# Im officially on watch



## Lifedaybyday (Mar 30, 2022)

What do you all think.I know she has a bit left to go but today was a significant change from yesterday.She is really filling up.No wax yet and she won't let me squeeze enough to ph test.Will try when hubby gets home.I know the line needs to dissappear and nipples point outward more.
Have her stalled and on camera 24/7 as of today and I will finish packing her foaling bag.However this is my first foaling.
Have more pics and heavily studied and been trying to compare pics from week before.I know all to look for.But am just excited as this is the first major change I've seen in her.
I tried to express milk last night as well to test and she wouldnt let me get enough without moving but what I got on my finger was real sticky. I ean real sticky.But had not bagged up like this picture yet.Think in less than a week I should have a baby?We went from this to this in the pics.. 
I'm thinking and hoping just a few days??


----------



## LostandFound (Mar 30, 2022)

Maybe. Or she could get fully bagged and then wait another 3 weeks. Or tonight. I try to look at the whole picture, not just the udder. But that's a pretty rapid change, I would definitely be keeping a close eye.


----------



## Lifedaybyday (Mar 30, 2022)

Anymore pics that would help determine ?


LostandFound said:


> Maybe. Or she could get fully bagged and then wait another 3 weeks. Or tonight. I try to look at the whole picture, not just the udder. But that's a pretty rapid change, I would definitely be keeping a close eye.

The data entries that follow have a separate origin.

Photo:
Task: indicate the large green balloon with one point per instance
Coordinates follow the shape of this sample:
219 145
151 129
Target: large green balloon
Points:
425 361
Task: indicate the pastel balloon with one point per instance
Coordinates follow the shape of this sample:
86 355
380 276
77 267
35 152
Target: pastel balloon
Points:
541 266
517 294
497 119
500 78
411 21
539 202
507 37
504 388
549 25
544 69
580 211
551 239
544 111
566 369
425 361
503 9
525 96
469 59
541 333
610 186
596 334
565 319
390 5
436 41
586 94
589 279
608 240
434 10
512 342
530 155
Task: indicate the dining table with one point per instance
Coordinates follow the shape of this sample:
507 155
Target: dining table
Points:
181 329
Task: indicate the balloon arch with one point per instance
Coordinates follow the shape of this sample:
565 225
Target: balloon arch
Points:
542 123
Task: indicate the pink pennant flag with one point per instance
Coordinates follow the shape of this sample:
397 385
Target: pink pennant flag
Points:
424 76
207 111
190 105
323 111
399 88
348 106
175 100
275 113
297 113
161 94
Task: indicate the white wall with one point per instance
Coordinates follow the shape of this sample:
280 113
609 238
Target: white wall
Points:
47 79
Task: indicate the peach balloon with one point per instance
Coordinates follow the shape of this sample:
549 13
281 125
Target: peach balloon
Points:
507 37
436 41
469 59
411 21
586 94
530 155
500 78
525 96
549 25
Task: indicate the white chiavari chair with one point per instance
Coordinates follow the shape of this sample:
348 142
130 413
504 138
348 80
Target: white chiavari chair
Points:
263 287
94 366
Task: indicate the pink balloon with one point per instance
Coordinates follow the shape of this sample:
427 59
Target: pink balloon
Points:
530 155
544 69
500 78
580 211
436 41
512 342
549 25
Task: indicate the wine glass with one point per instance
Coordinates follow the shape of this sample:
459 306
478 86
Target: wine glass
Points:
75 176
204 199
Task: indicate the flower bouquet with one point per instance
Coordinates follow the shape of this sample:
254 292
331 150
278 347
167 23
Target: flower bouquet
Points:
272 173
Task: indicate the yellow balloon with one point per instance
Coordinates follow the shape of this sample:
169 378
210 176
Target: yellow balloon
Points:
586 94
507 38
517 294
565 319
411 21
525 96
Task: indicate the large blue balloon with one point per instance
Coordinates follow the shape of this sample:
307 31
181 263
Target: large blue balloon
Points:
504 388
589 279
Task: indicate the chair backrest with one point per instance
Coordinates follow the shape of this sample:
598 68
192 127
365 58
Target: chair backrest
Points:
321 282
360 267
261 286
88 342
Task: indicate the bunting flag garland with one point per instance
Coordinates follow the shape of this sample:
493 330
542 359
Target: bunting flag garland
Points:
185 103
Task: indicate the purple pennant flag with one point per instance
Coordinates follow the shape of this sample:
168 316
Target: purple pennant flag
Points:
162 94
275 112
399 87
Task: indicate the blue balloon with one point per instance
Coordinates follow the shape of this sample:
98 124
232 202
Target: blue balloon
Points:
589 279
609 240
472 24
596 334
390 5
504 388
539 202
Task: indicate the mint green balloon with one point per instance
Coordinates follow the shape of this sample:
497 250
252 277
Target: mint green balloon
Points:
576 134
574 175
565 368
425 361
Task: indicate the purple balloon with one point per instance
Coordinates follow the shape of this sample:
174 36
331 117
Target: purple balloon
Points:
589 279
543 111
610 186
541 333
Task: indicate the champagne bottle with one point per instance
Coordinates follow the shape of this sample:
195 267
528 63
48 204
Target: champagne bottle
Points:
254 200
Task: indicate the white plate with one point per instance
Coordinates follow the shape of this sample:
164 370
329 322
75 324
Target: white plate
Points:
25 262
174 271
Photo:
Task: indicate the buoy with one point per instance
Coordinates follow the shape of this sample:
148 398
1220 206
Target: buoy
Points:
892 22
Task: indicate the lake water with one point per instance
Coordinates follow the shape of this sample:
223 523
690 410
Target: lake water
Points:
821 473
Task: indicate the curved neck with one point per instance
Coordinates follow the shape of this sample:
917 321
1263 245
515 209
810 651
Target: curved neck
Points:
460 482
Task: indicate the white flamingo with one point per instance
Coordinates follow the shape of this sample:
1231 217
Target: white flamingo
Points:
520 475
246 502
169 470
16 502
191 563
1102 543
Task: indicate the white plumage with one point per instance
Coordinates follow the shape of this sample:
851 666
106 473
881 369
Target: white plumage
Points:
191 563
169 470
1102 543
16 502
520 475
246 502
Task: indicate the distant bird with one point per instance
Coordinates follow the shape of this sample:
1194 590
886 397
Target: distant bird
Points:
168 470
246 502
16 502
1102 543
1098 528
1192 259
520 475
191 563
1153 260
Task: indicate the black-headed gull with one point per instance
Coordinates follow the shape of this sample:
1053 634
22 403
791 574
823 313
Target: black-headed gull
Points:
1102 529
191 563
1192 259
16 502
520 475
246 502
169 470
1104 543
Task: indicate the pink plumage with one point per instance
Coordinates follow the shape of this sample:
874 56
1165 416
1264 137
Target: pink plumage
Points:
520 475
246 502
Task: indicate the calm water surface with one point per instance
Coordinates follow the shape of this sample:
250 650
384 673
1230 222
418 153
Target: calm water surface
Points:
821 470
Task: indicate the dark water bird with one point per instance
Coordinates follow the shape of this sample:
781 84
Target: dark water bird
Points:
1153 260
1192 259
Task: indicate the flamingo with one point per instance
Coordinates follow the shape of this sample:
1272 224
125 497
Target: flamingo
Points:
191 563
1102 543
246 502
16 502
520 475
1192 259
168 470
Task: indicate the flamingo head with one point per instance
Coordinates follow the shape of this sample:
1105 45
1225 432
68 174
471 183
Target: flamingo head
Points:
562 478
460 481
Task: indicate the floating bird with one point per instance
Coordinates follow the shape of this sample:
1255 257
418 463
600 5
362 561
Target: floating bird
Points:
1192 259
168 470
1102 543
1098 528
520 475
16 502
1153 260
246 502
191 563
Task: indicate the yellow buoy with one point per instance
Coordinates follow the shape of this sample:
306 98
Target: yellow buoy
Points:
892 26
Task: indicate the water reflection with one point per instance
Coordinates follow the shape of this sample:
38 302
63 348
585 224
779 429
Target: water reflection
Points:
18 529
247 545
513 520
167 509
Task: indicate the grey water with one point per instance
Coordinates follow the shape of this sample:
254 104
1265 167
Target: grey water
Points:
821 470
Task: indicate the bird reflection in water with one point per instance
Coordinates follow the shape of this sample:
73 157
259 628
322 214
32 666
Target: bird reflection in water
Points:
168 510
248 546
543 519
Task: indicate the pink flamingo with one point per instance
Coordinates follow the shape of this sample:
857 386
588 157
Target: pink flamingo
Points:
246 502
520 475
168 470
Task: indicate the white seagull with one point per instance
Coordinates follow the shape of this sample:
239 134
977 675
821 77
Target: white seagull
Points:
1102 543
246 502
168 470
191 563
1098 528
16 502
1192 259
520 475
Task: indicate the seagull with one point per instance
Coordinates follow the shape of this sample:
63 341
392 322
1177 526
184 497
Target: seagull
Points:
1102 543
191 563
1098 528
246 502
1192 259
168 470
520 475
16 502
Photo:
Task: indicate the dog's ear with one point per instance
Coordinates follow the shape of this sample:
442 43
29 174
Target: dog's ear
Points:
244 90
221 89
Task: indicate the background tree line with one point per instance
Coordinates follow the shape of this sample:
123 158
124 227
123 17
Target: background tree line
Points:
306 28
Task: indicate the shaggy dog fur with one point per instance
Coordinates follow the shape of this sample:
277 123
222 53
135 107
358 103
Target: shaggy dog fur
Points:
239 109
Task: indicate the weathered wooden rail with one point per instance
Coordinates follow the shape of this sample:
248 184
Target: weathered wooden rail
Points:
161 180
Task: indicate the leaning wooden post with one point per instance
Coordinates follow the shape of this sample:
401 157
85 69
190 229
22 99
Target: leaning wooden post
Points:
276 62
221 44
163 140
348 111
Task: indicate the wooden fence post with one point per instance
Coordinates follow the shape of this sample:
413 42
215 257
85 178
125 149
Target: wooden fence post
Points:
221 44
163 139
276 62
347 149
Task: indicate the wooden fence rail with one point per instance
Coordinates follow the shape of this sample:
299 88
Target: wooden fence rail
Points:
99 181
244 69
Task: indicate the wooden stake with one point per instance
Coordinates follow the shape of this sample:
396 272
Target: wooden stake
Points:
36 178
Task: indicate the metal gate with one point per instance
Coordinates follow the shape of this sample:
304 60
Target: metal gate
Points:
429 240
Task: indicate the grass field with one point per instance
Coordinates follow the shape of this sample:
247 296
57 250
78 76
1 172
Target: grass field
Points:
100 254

Anymore pics that would determine.Im going out in a bit


----------



## elizabeth.conder (Mar 30, 2022)

Based solely off that bag I would expect more than a week left. But you never know for sure and they all build udders at different rates so it’s absolutely possible. Can you take pics of her profile from the side and from directly behind so we can see how the foal is sitting? Pictures of her lady parts would also be helpful. Also taking pictures in the morning and evening so we can compare?


----------



## Lifedaybyday (Mar 31, 2022)

elizabeth.conder said:


> Based solely off that bag I would expect more than a week left. But you never know for sure and they all build udders at different rates so it’s absolutely possible. Can you take pics of her profile from the side and from directly behind so we can see how the foal is sitting? Pictures of her lady parts would also be helpful. Also taking pictures in the morning and evening so we can compare?


Here's a few pics from this morning.Udder is the same though as yesterday. No bigger,no smaller.


----------



## Lindy Hagar (Apr 1, 2022)

Lifedaybyday said:


> Here's a few pics from this morning.Udder is the same though as yesterday. No bigger,no smaller.



Oy! I did not authorise that picture of my vagiant. lol


----------



## Lifedaybyday (Apr 2, 2022)

elizabeth.conder said:


> Based solely off that bag I would expect more than a week left. But you never know for sure and they all build udders at different rates so it’s absolutely possible. Can you take pics of her profile from the side and from directly behind so we can see how the foal is sitting? Pictures of her lady parts would also be helpful. Also taking pictures in the morning and evening so we can compare?


Udder and profile pic today.Is she getting that " v " shape?


----------



## elizabeth.conder (Apr 2, 2022)

Looks like she’s starting to drop. Are you ph testing yet?


----------



## Lifedaybyday (Apr 2, 2022)

elizabeth.conder said:


> Looks like she’s starting to drop. Are you ph testing yet?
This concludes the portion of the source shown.